The FIDE rules are in favour of 'all possibilities', not just 'reasonable' ones. Under the FIDE rules, we cannot assume that White will not allow Black to promote. Reasonably speaking, it is not very logical for White to allow the pawn to promote, but we cannot say with 100% probability that White will definitely stop the promotion, since White's other not very logical options are still legal under the rules of chess and they are possibilities, although extremely improbable.
"The FIDE rules are in favour of 'all possibilities', not just 'reasonable' ones. Under the FIDE rules, we cannot assume that White will not allow Black to promote. Reasonably speaking, it is not very logical for White to allow the pawn to promote, but we cannot say with 100% probability that White will definitely stop the promotion, since White's other not very logical options are still legal under the rules of chess and they are possibilities, although extremely improbable."
But in that reasoning, if black flags, white should win because he can theoretically force mate. If both sides can theoretically force mate, then whoever runs out of time should just lose.

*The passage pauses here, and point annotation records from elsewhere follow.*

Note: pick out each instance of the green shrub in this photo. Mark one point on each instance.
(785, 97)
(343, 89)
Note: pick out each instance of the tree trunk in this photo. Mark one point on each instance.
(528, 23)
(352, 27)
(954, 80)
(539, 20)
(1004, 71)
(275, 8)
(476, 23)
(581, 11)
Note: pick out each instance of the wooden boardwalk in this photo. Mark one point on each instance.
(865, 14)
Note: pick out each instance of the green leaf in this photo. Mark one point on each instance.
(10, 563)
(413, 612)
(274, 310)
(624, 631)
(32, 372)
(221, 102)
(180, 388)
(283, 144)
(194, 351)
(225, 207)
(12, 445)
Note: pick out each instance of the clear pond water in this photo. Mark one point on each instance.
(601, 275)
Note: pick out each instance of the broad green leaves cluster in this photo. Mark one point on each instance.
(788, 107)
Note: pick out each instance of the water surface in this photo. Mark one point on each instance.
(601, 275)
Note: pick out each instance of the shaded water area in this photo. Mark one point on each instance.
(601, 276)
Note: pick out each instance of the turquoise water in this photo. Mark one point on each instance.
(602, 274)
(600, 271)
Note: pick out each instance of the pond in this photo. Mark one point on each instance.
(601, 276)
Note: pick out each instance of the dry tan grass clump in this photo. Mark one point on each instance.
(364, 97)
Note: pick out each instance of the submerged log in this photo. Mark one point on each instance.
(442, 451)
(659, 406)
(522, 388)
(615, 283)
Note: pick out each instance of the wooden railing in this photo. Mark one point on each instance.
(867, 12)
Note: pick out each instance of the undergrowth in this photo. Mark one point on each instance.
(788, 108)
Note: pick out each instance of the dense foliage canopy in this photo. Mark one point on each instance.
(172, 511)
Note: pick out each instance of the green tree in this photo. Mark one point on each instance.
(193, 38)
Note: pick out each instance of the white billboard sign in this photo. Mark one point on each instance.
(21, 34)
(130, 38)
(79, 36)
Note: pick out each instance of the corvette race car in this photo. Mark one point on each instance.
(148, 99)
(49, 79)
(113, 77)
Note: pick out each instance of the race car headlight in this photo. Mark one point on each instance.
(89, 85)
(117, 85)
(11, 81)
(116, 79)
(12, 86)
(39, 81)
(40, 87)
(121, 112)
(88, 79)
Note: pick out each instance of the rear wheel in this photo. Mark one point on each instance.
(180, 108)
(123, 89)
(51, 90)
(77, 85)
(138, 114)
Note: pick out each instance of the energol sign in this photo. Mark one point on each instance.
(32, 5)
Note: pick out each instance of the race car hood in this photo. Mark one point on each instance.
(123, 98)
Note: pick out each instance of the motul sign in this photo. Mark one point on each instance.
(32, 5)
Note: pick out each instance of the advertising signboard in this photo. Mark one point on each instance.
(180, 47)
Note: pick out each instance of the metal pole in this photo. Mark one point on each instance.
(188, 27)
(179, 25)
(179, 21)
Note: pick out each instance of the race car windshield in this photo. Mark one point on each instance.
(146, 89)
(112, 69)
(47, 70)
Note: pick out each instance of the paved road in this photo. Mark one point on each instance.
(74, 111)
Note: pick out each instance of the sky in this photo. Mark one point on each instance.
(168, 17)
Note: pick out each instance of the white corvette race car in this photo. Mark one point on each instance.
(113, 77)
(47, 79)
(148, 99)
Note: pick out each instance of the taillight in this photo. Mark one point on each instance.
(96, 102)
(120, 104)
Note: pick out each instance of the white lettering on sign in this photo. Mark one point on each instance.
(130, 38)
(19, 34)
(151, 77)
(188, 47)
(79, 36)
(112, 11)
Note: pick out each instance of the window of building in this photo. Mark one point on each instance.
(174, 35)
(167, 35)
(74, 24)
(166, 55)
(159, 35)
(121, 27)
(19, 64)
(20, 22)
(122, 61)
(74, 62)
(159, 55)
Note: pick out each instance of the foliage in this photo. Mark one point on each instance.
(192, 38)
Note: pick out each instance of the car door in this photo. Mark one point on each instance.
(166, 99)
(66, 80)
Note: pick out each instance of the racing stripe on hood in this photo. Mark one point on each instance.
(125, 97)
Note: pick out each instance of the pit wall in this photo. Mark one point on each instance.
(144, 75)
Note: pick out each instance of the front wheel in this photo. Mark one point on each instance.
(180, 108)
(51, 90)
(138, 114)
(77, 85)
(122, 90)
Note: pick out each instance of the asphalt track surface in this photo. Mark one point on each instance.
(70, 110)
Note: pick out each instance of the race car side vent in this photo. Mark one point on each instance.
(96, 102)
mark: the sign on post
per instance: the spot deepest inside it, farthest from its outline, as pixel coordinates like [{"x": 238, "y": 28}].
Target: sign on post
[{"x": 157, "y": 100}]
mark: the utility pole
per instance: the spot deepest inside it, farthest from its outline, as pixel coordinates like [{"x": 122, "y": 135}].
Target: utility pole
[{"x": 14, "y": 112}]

Well, as long as either side can land a checkmate somehow (need not necessarily be forced, it just has to be a series of any legal moves, even if the moves are stupid-looking), the side running out of time is considered to have lost on time.
Take for example this.
In practical terms, it is clear that White is winning and can potentially launch a mate at the eighth rank. However, in absolute terms involving all possibilities, things like this can happen.
In other words, it is clearly possible, although we all know this is highly unlikely, that this situation can occur. On a White timeout in the first position of post #18, Black wins on time. Obviously on a Black timeout, White wins on time, since mate is clearly possible and in plain view by any good player in the first place.
The side having the knight in that diagram (White) in post #13 will win the game on time on a Black timeout because checkmating positions are available with those four pieces as you showed previously. However, the checkmate need not be a forced one for the win on time ruling to be declared; it can be stupid moves by both players also, like moving the knight to a8 before coming back and the Black king keeps moving back and forth while both parties try to evade a threefold repetition, before coming back for the checkmate. Or, Black can even promote the pawn to a bishop, knight or rook, where White can obviously still checkmate Black by weird means from both players.
Similarly, the side having the pawn in that diagram (Black) will win the game on time on a White timeout since White can be stupid enough to let the knight get captured before allowing the promotion.
Oh, when I mention White timeout, I mean that White in the player who lost on time, and the case is similar for a Black timeout.